I reach the lines of light blue lockers down a separate corridor and spend the next five years finding the one that corresponds to my key's number. 44970, and it shouldn't be as difficult as it is, they're in chronological order for Christ's sake!

I find the right one, jiggle my key frantically and it creaks open with a noise straight out of a cliché horror movie from the 70's. I groan internally and check my timetable for the right books I'll need from the pile that has been stacked haphazardly (Do I really need all these?)

I stuff the books in my bag, check my phone for the time, and realize that my entire education will probably be forfeited for my lack of time keeping skills. I'm going to be late. I hurry like Satan himself is prodding me in the backside with his pitchfork (is it a pitchfork?)

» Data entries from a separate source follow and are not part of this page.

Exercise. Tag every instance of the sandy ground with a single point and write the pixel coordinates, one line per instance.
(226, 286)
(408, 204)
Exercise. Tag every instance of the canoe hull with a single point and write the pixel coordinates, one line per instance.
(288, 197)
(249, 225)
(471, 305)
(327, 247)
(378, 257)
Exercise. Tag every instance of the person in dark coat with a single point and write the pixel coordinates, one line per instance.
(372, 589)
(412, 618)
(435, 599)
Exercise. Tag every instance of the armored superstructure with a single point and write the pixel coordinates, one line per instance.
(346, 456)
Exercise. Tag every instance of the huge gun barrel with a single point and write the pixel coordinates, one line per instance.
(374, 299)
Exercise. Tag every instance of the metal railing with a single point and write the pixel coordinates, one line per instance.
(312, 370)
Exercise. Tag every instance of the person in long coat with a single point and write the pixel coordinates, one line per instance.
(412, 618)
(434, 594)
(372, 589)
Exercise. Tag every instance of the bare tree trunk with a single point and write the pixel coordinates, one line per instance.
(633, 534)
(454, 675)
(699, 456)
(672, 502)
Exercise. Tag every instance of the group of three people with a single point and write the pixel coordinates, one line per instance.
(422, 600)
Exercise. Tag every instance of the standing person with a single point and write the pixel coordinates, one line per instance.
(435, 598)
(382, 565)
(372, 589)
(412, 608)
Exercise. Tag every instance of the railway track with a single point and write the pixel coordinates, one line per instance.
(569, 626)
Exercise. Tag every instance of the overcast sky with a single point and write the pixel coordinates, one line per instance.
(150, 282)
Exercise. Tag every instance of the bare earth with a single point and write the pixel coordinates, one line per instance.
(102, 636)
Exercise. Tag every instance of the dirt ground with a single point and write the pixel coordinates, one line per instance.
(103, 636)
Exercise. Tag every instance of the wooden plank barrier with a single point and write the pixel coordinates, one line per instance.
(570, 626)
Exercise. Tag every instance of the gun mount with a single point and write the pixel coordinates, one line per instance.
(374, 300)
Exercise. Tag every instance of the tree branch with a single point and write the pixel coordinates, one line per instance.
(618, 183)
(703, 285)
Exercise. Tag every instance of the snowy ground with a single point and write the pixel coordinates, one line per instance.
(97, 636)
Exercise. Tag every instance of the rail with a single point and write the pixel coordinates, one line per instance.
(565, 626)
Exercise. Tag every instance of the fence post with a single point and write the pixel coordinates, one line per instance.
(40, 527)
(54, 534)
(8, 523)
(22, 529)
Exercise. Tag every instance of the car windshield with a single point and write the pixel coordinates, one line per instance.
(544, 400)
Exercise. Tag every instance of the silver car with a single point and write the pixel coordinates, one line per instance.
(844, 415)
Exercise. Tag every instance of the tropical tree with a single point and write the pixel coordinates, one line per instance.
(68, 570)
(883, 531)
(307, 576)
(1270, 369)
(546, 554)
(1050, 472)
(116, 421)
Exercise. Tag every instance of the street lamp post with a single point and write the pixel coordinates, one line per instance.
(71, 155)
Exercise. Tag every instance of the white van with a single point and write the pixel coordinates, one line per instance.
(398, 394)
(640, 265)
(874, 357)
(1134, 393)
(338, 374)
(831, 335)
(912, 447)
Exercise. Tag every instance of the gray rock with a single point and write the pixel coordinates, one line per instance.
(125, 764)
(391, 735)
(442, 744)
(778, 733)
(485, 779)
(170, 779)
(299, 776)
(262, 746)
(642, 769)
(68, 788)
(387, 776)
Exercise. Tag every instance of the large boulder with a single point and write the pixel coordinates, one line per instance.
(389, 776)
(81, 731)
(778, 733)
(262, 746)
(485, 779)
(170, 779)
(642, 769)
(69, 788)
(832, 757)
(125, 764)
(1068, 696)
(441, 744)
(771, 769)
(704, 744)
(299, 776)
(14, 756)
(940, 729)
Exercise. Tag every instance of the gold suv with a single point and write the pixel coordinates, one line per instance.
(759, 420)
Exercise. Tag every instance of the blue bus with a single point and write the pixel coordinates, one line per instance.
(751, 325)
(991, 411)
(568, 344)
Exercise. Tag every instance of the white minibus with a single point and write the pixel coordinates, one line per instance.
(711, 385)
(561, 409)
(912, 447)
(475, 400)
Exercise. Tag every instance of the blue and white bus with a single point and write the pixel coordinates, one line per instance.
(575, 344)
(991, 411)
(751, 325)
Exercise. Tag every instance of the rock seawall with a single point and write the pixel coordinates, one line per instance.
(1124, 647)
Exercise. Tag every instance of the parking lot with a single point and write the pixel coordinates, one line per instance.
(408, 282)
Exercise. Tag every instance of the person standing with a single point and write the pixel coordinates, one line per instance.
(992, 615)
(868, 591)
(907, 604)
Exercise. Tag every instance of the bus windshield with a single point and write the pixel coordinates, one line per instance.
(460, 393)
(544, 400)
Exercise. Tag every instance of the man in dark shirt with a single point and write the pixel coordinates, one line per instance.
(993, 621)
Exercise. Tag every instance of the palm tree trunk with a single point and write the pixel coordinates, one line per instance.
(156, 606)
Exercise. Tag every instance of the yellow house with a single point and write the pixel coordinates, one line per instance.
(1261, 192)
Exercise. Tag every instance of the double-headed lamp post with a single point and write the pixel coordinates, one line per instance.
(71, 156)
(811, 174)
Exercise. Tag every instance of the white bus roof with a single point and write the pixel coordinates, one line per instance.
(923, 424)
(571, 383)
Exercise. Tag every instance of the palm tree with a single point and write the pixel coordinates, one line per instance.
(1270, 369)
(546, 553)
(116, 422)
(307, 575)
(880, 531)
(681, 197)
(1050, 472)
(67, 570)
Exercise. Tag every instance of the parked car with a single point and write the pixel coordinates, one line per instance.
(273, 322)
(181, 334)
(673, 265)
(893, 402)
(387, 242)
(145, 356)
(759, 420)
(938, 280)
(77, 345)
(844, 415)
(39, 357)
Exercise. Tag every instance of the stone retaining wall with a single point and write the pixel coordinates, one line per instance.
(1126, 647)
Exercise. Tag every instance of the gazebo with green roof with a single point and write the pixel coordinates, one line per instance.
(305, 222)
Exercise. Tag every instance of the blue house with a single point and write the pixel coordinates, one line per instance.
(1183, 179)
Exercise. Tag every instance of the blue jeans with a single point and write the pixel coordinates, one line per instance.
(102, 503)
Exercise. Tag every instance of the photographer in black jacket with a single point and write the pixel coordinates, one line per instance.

Immense gratitude swells my heart when I see the line of students still lined up for Remedial Class. There must be a deity, my prayers have been answered at last! I'll have to bake them a pie or something.

I head to the back of the poorly-formed queue and slip the tiniest key known to man onto the carabiner looped with house and car keys I keep attached to my belt and sigh happily. According to my already dog-eared timetable the first lesson after the fifteen minute Tutorial is Geography, and I'm pretty relieved that I'm still pretty god damn ready for my first day back at school.

Hazar!


Holly- Mother's Vegetarian Surprise is the realest shit ever.